You’d have to be nuts not to laugh at funny squirrel jokes!
Even though squirrel puns can be a bit of a “gray” area, once you’ve “red” these ones, you’ll understand what we mean.
So enjoy this collection of the best funny squirrel jokes and puns that we’ve put together just “fur” you.
And once you’ve finished, take a look at the rest of our animal jokes pages too.
Funny Squirrel Jokes
Why do squirrels swim on their backs?
To keep their nuts dry.
I wanted to catch a squirrel but I didn’t know how.
So I decided to climb a tree and act like a nut.
I got thrown out of my local park after arranging the squirrels by height.
They didn’t like me critter sizing.
What do you get if you cross a squirrel with a kangaroo?
An animal that keeps its nuts in its pockets.
What do you call a fight between squirrels?
I just saw a squirrel bury a nut in my back yard.
I’m going to dig it up and replace it with a chocolate bar.
That’ll blow his mind.
Why don’t squirrels have any friends?
Because they drive everyone nuts.
What do you get if you cross a squirrel with an elephant?
An animal that remembers where it hid its nuts.
A father and son went hunting together for the first time.
The father said “Stay here and be very quiet.

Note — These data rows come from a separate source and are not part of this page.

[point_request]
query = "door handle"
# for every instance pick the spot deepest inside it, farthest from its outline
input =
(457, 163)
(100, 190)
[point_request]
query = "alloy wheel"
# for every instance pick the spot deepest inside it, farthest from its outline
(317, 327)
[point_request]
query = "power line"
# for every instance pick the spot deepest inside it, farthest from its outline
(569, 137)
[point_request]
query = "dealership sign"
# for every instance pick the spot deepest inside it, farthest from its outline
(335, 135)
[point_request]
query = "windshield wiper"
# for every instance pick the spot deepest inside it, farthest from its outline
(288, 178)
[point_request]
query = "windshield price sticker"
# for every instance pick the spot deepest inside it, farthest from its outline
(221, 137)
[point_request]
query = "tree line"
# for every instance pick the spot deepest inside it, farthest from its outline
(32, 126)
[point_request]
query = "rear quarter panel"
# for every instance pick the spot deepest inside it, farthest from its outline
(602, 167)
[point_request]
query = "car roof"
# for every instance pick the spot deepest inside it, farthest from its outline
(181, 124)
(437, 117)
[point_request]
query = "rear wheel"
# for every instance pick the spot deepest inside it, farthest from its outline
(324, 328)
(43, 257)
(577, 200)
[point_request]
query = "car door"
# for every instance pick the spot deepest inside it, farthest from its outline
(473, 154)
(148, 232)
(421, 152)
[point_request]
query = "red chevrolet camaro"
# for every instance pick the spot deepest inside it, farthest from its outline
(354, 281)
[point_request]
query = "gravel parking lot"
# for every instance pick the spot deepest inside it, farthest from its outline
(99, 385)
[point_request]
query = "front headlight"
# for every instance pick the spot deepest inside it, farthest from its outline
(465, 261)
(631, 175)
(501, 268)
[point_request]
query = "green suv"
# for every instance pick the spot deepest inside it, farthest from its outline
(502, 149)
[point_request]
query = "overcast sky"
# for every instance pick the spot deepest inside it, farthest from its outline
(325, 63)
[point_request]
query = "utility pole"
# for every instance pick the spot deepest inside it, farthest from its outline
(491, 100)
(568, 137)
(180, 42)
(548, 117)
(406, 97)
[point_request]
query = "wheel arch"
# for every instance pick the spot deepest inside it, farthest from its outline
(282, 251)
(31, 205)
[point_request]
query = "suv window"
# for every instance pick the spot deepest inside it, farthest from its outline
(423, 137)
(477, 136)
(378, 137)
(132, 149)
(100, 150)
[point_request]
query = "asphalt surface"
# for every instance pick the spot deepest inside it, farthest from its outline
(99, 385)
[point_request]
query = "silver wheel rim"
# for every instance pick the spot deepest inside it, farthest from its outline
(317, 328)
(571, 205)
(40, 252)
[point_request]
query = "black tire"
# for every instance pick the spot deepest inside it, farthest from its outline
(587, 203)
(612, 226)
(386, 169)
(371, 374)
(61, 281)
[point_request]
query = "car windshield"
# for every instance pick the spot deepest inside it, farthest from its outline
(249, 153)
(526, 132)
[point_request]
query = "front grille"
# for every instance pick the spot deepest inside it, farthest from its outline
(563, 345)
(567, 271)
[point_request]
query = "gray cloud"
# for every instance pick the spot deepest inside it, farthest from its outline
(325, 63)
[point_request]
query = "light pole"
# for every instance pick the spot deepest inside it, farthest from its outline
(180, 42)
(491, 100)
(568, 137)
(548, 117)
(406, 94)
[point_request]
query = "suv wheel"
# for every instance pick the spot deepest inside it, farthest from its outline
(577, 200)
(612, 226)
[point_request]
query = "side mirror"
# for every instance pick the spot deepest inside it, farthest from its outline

I’ll be across the field.”
A few minutes later, the father heard a blood curdling scream and ran back to his son.
“What’s wrong?” the father asked. “I told you to be quiet.”
The son answered” “Look, I was quiet when the snake slithered across my feet. I was quiet when the bear breathed down my neck. But when the two squirrels crawled up my pant legs and said, ‘Should we eat them here or take them with us?’ I guess I just panicked.”
What’s a squirrels favorite way to watch TV?
Where do squirrels go when they have a nervous breakdown?
To the nut-house.
What do you call a squirrel with no nuts?
A female squirrel.
Why do squirrels like to sit on telephone poles?
To stay away from the nuts on the ground.
Why don’t squirrels wear skinny jeans?
Because their nuts won’t fit.
How do you catch a Polynesian squirrel?
Climb a tree and act like a coconut.
A nun walks into the Mother Superior’s office and plunks down into a chair. She lets out a heavy sigh.
“What troubles you, Sister?” asks the Mother Superior. “I thought this was the day you spent with your family.”
“It was,” sighed the Sister. “And I went to play golf with my brother. We try to play golf as often as we can. You know I was quite a talented golfer before I devoted my life to Christ.”
“I seem to recall that,” the Mother Superior said. “So I take it your day of recreation was not relaxing?”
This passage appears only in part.